Y esto no era para nada predecible, ni esperado. Desde al menos el final de la Guerra Fría, Juan Pablo II y su Vaticano estuvieron en una guerra cultural creciente con el capitalismo secular, destructor de valores, enaltecedor del materialismo y gran neutralizador de la esfera de la discriminación moral. Pero ahora, después de estos dos meses sin precedentes –cuyo efecto probablemente seguirá multiplicándose en los nueve días que faltan para el inicio del cónclave de cardenales, para ser seguidos por los 15 o 20 días de la elección de un nuevo Papa, su entronización, y la inevitable atención mundial que concitarán su biografía, su personalidad, los relatos de sus amigos, los testimonios sobre su humanidad y sus primeros actos–, puede decirse que estamos en medio de la operación de proselitismo espiritual y religiosa más gigantesca y abarcadora de la historia. Por semanas, cientos de miles de jóvenes seguramente indiferentes a las ordenanzas papales contra la anticoncepción peregrinaron a Roma y lloraron junto a católicos practicantes, no practicantes, seguidores de otros cultos, agnósticos y hasta ateos declarados.

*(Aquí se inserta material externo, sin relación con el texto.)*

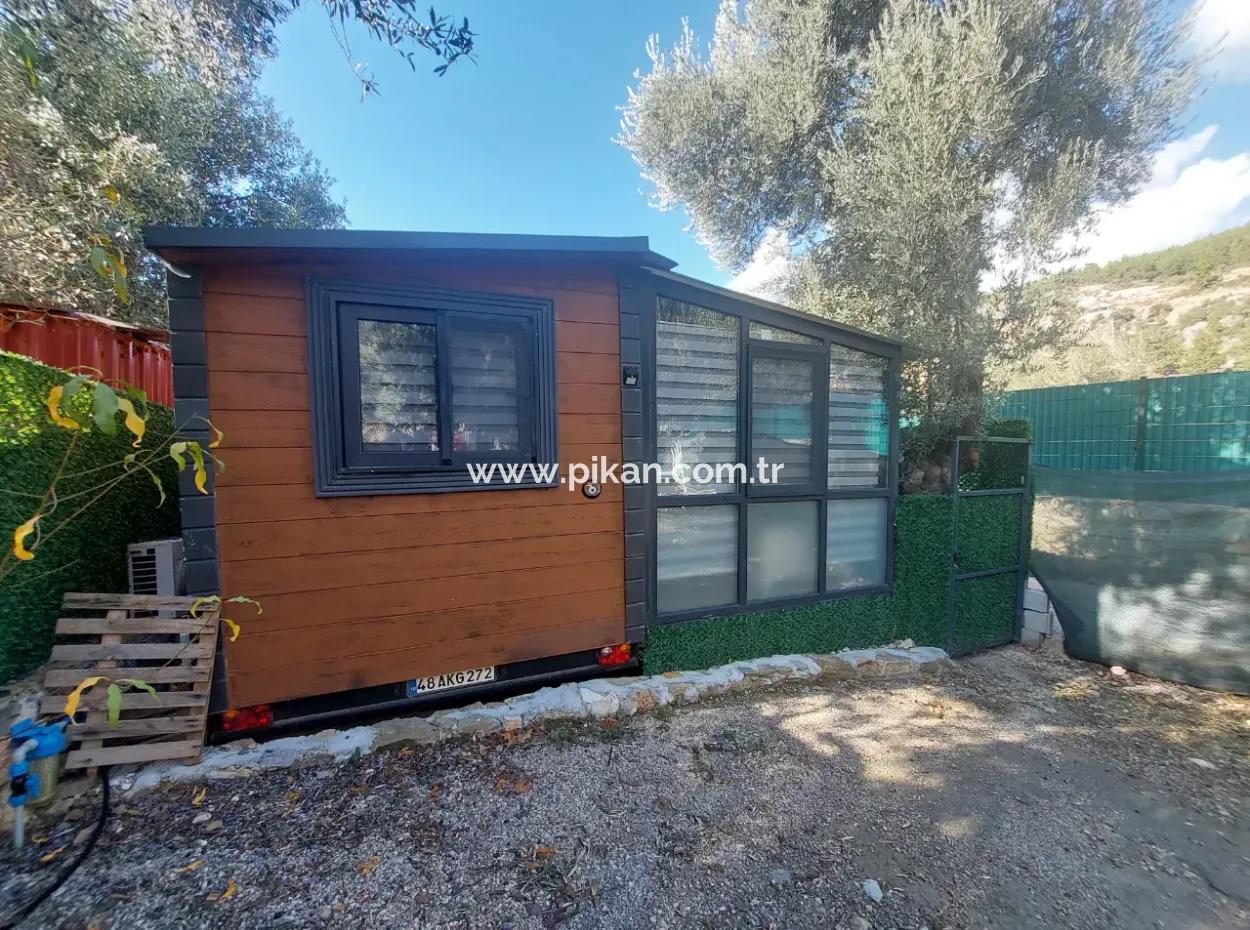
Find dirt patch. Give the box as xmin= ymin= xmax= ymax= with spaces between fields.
xmin=0 ymin=648 xmax=1250 ymax=930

Fue como si la trascendencia histórico-universal del fin de este Papa, cuya vida abarcó –y en muchas ocasiones protagonizó– más de 26 tumultuosos años, se confundiera con un ansia de trascendencia y de lugar de pertenencia espirituales que aquel materialismo capitalista parece incapaz de dar, especialmente en una cultura globalizada que destruye toda noción de patria, identidad cultural o simplemente lugar propio. En este sentido, la casi incontenible afluencia de nativos de Polonia –el país del que provino el Papa, pero que ahora tiene como presidente al ex comunista y laico Alexsandr Kwasniewski– fue la línea que subrayó la tendencia.

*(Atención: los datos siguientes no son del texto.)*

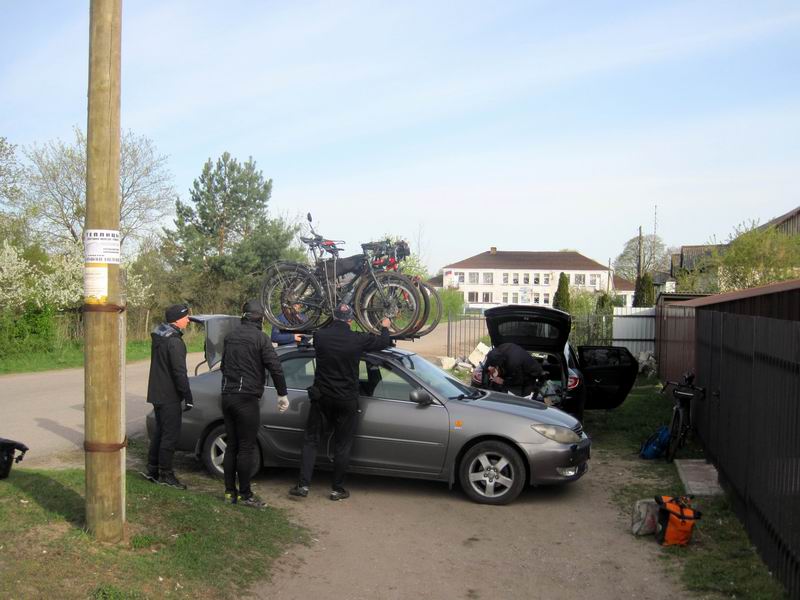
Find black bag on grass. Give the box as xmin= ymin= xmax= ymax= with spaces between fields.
xmin=0 ymin=438 xmax=28 ymax=479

En esta puja por lo que Hegel llamaría “el espíritu del mundo”, será interesante ver la evolución de las tensiones implícitas en la relación con esa paradoja que es el turbocapitalismo de derecha cristiana que encarna la administración Bush. Es una cuestión de ver quién se queda con el mercado de los desafectos. Por el momento, la Iglesia Católica parece haber recibido un inmenso impulso de viento histórico. Aunque todos los jóvenes de la Plaza San Pedro no necesariamente se muestren en misa este domingo, el hecho de que pudieran idolatrar a un hombre tan a contrapelo de su tiempo, de sus prácticas, culturas y estilos de vida sugiere la presencia de un rico espacio de elasticidad que puede convertirse en una de las canteras en las que puede trabajar el nuevo Papa. Y el disgusto casi universal con la política exterior estadounidense calza a la perfección con otra política exterior –la del Vaticano–, muchas de cuyas matrices son diametralmente opuestas a las de George W. Bush –aunque más no sea por el permanente litigio inmobiliario-espiritual que confronta en Jerusalén a las principales religiones monoteístas, que encuentran a la Santa Sede en contradicción siempre latente con Israel, el punto de referencia de Washington en Oriente Medio–. También será importante observar la relación futura entre el catolicismo y el Islam.
Algo nuevo parece haber aparecido en el mundo. Y como todo lo realmente nuevo, su despliegue será tan impredecible como apasionante.